Con sentenza n. 279 del 9 gennaio 2018, la Corte di Cassazione – Sezione Lavoro – (Pres. Nobile, Rel. Pagetta) ha respinto il ricorso di un’azienda avverso la decisione della Corte di Appello che aveva confermato l’illegittimità della sanzione disciplinare (sospensione dal lavoro e dalla retribuzione per un giorno) inflitta a un proprio dipendente, che si era recato al lavoro nonostante fosse stato collocato in ferie d’ufficio.
Per i giudici, infatti, l’inosservanza della disposizione con la quale il dipendente era stato posto in ferie non costituisce insubordinazione e non determina lesione dell’obbligo di fedeltà. Perché violazione ci sia, è necessario che tale inosservanza sia prevista dal codice di comportamento.

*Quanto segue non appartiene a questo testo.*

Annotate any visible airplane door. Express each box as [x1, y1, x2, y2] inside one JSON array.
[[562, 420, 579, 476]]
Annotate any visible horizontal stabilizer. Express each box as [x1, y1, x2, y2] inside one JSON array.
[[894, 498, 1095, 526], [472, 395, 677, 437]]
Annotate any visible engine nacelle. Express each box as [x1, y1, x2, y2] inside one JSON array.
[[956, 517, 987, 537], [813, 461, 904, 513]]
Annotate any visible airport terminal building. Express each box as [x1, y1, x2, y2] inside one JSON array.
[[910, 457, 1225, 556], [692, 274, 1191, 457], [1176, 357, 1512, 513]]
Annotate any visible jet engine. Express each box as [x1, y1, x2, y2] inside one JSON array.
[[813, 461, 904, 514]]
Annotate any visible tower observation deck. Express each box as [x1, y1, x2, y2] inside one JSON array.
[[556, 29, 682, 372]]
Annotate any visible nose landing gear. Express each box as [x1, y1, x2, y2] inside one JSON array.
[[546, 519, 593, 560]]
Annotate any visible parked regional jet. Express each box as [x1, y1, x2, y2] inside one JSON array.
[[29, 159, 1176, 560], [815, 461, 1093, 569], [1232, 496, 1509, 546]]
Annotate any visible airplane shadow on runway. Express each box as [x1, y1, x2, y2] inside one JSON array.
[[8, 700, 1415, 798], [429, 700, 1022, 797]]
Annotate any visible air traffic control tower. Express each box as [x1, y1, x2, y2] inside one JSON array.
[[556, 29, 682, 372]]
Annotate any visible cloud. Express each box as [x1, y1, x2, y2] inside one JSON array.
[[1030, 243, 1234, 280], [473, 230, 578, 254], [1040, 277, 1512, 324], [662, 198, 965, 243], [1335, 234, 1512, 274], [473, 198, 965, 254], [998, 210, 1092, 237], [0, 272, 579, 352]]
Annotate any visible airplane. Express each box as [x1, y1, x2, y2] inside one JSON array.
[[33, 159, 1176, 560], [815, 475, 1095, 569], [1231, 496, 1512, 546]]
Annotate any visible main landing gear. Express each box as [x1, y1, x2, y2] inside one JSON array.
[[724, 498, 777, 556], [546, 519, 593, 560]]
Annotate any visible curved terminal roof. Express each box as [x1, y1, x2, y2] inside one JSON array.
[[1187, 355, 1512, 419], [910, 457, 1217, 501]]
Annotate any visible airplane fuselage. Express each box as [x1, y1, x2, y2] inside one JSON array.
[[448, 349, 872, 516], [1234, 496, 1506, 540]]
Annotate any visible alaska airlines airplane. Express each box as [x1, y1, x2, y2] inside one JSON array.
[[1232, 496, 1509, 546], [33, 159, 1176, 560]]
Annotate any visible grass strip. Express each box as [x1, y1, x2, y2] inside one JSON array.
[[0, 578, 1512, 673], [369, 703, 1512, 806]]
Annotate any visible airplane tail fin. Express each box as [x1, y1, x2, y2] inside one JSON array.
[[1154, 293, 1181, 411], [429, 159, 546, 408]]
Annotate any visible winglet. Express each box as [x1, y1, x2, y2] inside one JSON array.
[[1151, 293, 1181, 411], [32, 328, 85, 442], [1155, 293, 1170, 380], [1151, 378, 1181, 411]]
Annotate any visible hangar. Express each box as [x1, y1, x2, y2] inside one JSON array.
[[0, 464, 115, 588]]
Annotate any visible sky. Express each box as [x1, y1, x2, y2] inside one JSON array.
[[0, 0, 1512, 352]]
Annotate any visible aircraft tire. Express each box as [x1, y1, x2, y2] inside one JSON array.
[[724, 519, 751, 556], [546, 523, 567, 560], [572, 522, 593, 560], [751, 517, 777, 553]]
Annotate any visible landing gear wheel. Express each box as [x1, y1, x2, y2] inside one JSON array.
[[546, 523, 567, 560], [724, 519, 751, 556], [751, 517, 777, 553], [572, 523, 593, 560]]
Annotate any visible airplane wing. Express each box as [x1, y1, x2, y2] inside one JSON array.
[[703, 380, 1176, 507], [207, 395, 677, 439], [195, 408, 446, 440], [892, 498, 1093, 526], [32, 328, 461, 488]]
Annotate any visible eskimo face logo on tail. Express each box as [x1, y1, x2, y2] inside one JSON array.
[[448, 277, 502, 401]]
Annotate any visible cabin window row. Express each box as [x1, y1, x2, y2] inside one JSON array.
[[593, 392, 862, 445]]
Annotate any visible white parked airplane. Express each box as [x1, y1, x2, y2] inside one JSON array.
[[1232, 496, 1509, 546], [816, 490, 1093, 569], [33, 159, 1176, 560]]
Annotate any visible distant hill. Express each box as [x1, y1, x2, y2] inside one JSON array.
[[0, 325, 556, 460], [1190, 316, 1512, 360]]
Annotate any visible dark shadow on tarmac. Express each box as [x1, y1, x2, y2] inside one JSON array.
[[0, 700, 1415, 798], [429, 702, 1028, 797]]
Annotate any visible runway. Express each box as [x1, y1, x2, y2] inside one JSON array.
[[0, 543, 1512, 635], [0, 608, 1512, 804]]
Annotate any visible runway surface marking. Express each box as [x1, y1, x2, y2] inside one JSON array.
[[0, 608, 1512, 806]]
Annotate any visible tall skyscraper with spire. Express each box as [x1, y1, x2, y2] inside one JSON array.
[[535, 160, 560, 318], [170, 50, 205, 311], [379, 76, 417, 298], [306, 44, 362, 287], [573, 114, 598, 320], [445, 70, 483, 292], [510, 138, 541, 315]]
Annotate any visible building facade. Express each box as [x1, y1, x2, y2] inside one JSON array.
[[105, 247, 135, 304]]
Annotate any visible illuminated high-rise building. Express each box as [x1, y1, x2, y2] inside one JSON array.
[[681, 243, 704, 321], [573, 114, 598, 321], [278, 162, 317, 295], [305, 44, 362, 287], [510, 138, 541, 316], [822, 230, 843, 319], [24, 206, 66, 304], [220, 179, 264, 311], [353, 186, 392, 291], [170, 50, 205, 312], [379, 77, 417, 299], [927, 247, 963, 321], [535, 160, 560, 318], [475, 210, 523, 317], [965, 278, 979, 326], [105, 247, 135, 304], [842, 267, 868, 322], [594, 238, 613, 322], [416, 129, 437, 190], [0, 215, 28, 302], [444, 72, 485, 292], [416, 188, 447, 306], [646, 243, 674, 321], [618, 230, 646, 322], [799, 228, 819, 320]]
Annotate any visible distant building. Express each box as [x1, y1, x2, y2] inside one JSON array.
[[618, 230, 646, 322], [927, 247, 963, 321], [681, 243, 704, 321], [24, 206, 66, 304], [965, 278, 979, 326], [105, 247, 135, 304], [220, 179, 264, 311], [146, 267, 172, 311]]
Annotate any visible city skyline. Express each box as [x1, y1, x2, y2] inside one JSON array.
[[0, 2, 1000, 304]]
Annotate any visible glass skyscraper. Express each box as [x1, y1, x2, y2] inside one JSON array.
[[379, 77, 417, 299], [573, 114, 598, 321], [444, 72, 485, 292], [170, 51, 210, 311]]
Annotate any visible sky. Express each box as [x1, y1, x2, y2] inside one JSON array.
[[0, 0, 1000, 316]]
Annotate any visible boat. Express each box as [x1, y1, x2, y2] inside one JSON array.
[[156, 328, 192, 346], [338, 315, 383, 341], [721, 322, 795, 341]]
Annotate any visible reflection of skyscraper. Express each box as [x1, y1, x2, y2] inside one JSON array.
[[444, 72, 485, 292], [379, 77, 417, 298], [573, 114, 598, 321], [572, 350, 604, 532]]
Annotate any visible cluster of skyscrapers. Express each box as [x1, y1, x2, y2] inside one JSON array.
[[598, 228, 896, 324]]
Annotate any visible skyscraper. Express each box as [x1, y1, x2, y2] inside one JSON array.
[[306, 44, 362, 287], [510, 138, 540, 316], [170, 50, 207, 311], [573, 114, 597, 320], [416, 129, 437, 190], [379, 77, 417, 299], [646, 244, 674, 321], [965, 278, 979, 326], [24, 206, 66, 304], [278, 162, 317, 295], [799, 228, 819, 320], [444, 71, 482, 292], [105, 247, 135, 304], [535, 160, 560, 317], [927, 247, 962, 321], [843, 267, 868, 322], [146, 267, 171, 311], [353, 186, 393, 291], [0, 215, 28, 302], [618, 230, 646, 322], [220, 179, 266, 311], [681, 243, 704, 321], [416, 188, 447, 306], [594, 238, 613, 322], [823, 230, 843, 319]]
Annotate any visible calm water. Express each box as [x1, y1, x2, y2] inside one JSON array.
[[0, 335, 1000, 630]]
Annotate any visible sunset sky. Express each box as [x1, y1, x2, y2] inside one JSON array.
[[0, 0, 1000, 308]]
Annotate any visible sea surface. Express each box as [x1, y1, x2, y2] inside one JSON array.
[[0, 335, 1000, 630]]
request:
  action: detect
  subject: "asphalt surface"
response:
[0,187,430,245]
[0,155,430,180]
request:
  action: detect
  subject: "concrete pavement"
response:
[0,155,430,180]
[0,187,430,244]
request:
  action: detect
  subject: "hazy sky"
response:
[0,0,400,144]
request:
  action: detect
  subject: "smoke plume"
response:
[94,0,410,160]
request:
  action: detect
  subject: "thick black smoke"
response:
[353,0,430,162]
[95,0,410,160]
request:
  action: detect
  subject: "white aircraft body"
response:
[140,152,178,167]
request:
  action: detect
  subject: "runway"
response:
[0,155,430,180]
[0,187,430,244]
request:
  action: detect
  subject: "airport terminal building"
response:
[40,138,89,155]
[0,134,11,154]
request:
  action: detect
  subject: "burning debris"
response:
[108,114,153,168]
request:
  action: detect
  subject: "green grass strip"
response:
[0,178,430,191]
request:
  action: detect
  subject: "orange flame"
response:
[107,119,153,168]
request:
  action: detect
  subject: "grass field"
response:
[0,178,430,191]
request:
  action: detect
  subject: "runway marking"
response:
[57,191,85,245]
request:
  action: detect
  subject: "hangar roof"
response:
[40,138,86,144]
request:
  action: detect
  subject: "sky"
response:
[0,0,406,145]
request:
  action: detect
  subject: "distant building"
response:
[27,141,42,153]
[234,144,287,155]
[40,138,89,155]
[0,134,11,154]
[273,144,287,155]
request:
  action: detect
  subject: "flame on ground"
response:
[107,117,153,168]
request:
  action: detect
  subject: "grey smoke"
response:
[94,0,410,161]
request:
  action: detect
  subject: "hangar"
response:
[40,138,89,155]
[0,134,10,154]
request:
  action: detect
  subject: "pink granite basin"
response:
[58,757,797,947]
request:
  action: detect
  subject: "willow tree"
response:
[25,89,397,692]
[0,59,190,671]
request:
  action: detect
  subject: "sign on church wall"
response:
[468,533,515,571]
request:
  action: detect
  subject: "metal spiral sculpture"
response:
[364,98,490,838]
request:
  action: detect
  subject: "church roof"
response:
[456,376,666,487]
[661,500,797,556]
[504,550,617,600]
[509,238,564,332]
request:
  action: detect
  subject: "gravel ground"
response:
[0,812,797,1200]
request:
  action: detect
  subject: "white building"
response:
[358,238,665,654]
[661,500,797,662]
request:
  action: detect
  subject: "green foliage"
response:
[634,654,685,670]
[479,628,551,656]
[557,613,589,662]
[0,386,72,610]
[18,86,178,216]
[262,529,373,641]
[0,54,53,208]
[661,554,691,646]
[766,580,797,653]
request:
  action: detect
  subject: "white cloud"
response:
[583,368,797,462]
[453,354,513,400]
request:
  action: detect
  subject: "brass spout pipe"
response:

Circostanza che il datore di lavoro, invece, non ha provato in giudizio.
Dunque, al lavoratore, che per il suo attaccamento all’azienda forse si aspettava un encomio e non una sanzione disciplinare, alla fine è andata bene, anche se ha dovuto affrontare tre gradi di giudizio.
La vicenda ha fatto tornare alla mente di chi scrive un episodio che, molti anni fa, lo aveva visto incredulo protagonista quando, nell’ente in cui lavorava, gli fu recapitata una lettera, a firma del direttore generale, con la quale gli veniva preannunciata una sorta di ammonizione, per essere rimasto al lavoro oltre la scadenza dell’orario di servizio.
A tale nota seguì una garbata replica che, dopo aver documentato l’urgente ragione di servizio per la quale la permanenza in ufficio si era resa necessaria, concludeva con un apprezzamento all’iniziativa dell’ente, volta finalmente a sanzionare i veri "nemici" della pubblica amministrazione: gli stakanovisti. E non gli assenteisti!
Solo per la cronaca, la storia fini lì e non ebbe alcun seguito.